Złoty nadal zyskuje

Złoty nadal zyskuje
Komentarz poranny TMS Brokers
Data dodania: 2009-02-19 (10:50)

Po wczorajszej operacji Ministerstwa Finansów, złoty rozpoczął dzień od kontynuacji umocnienia względem głównych walut. Notowania EUR/PLN pomiędzy godziną 7.00 a 9.00 zniżkowały z poziomu 4,7750 do 4,7000.

Sprzedaż euro pochodzących z funduszy Unii Europejskiej, jakiej dokonało wczoraj Ministerstwo za pośrednictwem Banku Gospodarstwa Krajowego, miała miejsce w bardzo dobrym momencie. Na rynku panowała bowiem niewielka płynność, a sentyment dla Polski, Czech oraz Węgier uległ chwilowej poprawie w wyniku słownych interwencji ze strony rządów oraz władz monetarnych tych krajów.
Dziś wiele zależeć będzie od kolejnych kroków, na jakie zdecyduje się Ministerstwo Finansów oraz od danych o produkcji przemysłowej, jakie napłyną w czasie dzisiejszej sesji z Polski. Oczekuje się spadku produkcji o ponad 11% w stosunku rocznym. Jeśli MF będzie w dalszym ciągu sprzedawać euro na rynku, a dane okazałyby się lepsze od oczekiwań, możliwy jest dalszy spadek notowań EUR/PLN do pierwszego najbliższego wsparcia na poziomie 4,6600, a potem dalej w kierunku 4,6000. Należy jednak pamiętać, że nastroje wokół krajów Europy Środkowo – Wschodniej wciąż są niekorzystne. Inwestorzy boją się możliwych problemów z płynnością i pozyskaniem kapitałów zagranicznych przez europejskie emerging markets i są bardzo ostrożni jeśli chodzi o ocenę regionu pod kątem możliwości inwestycyjnych i ryzyka. Oprocentowanie kontraktów CDS, stanowiących zabezpieczenia wypłacalności obligacji wyemitowanych przez kraje regionu, wzrosło w ostatnich tygodniach bardzo znacząco. Inwestor nabywający tego typu kontrakty ubezpiecza się przed ryzykiem bankructwa emitenta w zamian za określoną stałą opłatę uiszczaną sprzedającemu CDS. Opłata ta wyrażona jest w postaci procentu od całkowitej kwoty długu i zależy od oceny ryzyka emitenta – im wyższe ryzyko bankructwa, tym wyższej opłaty zażąda sprzedający kontrakt CDS. Zwykle oprocentowanie jest proporcjonalne do oceny ratingowej emitenta, chociaż silny wzrost awersji do ryzyka może doprowadzić do anomalii – np. wymagane przez inwestorów oprocentowanie CDS dla Polski wzrosło do poziomu 405 punktów bazowych, zbliżonego do rentowności tego typu kontraktów dla Serbii, której ocena ratingowa według S&P jest 3 stopnie niższa. 1 punkt bazowy oznacza, że na zabezpieczenie długu o wartości 10 mln dolarów należy wydać 1000 USD. Zjawisko to świadczy na niekorzyść złotego w dłuższej perspektywie, ponieważ pokazuje, jak negatywne nastawienie do polskiej gospodarki mają inwestorzy zagraniczni.

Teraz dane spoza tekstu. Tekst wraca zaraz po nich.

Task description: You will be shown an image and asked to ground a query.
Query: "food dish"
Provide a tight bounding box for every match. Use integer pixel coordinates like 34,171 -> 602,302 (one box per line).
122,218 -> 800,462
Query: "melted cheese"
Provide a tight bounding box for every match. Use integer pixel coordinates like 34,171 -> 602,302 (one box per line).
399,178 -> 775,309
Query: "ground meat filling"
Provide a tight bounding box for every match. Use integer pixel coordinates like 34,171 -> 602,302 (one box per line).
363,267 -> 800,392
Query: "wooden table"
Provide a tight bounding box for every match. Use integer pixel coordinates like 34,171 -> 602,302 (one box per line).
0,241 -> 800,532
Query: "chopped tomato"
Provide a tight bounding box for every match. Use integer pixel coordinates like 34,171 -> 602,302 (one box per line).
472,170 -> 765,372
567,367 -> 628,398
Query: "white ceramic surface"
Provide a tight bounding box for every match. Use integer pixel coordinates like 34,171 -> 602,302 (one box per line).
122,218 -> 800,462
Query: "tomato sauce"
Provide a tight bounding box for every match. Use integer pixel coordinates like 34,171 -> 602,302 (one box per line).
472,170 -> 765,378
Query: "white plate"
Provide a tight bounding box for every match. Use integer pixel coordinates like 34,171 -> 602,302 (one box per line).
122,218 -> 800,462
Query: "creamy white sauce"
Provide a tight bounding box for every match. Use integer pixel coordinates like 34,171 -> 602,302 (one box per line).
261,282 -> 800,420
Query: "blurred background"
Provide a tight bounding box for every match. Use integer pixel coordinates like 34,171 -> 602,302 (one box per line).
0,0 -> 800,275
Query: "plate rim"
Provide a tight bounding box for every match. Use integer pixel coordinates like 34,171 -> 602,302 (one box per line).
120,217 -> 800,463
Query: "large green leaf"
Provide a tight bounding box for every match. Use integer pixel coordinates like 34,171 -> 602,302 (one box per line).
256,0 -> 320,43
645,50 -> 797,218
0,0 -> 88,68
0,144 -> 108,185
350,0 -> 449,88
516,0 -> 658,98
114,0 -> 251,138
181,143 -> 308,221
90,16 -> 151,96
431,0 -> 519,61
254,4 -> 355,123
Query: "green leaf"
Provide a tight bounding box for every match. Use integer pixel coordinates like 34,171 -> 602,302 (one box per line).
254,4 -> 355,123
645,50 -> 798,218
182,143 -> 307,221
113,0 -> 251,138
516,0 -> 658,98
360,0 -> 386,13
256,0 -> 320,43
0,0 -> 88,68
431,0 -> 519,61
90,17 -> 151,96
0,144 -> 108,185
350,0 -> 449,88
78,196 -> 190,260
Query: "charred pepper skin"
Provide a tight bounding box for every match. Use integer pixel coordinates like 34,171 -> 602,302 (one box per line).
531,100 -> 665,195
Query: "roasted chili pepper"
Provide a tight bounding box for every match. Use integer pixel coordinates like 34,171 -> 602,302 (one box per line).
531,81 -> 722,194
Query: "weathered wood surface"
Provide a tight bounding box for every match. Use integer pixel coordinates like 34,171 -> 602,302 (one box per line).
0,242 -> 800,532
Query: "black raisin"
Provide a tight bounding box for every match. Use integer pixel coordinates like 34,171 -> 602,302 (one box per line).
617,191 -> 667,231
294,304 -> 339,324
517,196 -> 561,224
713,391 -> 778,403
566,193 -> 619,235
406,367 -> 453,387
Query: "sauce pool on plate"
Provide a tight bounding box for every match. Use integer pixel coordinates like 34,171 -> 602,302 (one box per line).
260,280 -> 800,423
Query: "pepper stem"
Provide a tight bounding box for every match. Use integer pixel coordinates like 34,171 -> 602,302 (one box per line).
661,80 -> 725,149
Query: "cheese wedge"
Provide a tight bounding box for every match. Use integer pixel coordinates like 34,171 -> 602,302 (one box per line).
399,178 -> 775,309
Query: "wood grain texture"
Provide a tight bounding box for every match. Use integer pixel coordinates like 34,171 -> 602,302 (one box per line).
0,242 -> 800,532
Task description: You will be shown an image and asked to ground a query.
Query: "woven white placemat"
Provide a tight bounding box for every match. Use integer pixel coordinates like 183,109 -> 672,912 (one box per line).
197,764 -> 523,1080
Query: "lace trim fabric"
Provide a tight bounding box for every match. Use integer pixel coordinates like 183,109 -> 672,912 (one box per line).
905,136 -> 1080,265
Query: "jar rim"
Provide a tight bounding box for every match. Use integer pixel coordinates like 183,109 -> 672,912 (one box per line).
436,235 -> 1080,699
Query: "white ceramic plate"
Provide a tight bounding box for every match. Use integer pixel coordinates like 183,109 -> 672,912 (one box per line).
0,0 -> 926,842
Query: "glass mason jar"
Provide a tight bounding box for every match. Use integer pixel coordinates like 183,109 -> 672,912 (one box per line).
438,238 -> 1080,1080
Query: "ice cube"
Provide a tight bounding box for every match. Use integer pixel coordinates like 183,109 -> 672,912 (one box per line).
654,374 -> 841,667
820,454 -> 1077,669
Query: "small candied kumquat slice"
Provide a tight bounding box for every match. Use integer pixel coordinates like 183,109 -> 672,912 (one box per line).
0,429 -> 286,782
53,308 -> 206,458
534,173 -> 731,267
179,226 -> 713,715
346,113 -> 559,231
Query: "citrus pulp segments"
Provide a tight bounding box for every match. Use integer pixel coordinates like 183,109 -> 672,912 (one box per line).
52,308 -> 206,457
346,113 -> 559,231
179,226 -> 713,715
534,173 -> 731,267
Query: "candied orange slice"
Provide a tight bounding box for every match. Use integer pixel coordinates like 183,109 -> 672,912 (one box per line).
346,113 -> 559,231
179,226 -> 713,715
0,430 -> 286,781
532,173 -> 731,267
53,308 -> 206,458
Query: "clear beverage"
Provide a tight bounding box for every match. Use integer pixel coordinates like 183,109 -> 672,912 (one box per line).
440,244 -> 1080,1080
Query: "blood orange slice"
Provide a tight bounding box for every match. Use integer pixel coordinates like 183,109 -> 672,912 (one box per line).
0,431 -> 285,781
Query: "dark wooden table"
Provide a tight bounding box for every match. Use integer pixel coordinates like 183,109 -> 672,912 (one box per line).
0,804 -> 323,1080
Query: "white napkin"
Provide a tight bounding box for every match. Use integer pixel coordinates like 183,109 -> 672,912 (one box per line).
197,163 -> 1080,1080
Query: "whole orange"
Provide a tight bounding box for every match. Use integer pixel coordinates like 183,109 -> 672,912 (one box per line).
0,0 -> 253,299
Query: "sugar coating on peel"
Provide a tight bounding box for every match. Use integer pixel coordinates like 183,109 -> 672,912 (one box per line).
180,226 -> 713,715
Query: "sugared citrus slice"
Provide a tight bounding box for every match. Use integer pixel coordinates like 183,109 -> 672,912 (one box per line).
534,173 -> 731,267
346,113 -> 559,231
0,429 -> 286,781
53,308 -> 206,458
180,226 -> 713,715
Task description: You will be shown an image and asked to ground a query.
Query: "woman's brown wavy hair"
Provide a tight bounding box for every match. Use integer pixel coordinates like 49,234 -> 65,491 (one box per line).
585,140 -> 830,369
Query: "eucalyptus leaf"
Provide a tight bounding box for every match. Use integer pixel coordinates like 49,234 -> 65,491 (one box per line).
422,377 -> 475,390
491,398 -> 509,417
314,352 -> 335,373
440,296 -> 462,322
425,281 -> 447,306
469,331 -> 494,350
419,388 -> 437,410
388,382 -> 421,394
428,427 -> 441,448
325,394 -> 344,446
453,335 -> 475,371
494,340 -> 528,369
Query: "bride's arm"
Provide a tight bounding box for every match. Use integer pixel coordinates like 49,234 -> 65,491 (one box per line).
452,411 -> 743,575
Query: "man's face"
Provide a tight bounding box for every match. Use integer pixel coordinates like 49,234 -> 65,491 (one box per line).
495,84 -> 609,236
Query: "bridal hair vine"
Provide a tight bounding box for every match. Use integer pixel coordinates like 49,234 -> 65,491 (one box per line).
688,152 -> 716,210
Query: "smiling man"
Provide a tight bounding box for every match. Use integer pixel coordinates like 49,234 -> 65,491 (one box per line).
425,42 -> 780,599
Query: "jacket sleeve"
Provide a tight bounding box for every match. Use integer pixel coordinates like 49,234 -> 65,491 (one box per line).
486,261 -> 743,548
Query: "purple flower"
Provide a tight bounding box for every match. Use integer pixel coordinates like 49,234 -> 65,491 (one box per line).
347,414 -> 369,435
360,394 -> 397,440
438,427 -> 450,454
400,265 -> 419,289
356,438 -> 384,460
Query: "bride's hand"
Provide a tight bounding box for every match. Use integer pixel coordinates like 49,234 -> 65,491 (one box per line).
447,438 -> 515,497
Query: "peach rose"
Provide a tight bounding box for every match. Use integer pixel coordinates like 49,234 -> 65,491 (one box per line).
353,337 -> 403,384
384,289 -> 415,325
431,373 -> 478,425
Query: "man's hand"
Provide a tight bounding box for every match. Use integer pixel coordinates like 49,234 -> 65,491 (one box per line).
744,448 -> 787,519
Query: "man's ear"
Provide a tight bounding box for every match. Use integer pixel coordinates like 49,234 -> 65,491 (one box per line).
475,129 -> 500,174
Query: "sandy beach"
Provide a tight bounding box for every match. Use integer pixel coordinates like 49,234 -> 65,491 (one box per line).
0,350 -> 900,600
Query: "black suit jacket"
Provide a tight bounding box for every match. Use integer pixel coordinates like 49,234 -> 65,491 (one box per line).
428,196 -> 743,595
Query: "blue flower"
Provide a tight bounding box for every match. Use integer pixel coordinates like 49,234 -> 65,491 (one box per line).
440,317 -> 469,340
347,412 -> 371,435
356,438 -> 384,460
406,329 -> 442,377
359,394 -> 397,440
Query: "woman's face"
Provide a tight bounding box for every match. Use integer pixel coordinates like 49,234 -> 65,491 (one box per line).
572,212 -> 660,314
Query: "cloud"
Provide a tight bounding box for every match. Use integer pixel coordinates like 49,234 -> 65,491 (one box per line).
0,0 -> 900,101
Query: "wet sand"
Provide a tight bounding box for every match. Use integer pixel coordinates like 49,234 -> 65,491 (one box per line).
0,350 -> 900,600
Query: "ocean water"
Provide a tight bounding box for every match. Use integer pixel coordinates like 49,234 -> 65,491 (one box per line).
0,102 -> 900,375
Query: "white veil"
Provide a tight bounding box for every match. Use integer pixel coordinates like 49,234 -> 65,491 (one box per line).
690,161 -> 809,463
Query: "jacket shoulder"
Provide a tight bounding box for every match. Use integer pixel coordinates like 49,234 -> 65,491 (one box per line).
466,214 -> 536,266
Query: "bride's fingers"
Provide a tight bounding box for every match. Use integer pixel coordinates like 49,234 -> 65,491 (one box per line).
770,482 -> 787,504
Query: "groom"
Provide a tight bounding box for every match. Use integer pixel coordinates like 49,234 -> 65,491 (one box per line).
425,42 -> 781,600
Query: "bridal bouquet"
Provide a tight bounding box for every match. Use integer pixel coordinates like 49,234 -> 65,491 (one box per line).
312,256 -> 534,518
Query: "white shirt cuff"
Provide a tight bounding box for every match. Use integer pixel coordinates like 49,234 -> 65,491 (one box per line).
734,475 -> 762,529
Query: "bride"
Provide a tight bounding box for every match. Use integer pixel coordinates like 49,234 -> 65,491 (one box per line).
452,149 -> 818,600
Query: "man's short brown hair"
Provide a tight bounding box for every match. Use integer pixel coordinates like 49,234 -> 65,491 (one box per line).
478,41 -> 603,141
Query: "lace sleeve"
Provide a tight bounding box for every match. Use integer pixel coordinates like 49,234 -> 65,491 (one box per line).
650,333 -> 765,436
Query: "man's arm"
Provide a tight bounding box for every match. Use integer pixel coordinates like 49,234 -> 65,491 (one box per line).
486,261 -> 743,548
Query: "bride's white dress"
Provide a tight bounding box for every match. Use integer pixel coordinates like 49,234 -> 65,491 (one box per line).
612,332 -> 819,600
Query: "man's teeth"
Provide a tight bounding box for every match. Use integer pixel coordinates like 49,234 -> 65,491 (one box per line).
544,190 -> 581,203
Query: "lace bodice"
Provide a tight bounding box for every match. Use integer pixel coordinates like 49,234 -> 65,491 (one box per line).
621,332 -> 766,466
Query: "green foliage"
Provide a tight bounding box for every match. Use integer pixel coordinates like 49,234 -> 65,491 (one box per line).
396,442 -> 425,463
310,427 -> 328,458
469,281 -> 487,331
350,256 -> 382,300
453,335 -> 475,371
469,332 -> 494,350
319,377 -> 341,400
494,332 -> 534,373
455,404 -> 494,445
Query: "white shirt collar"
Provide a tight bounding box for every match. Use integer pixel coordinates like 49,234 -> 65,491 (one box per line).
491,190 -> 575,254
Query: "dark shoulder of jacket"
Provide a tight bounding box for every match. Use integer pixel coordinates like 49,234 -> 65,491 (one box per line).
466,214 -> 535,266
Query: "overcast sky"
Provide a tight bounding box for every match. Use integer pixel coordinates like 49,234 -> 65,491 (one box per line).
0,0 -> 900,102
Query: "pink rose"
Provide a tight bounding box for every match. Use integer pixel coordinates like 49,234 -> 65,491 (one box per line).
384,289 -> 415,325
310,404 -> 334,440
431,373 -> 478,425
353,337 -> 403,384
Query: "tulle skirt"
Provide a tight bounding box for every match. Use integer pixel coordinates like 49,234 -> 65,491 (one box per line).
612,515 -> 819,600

Słaby początek wczorajszej sesji na amerykańskich giełdach dał impuls do spadku kursu EUR/USD w pobliże istotnego wsparcia 1,2500. W dalszej części notowań w USA sytuacja na tamtejszych parkietach nieco się poprawiła, co sprawiło, że wartość euro względem dolara weszła w fazę konsolidacji. Dzisiaj dzięki niewielkiemu ociepleniu nastrojów na sesji azjatyckiej kurs EUR/USD wzrósł nieco ponad 1,2600.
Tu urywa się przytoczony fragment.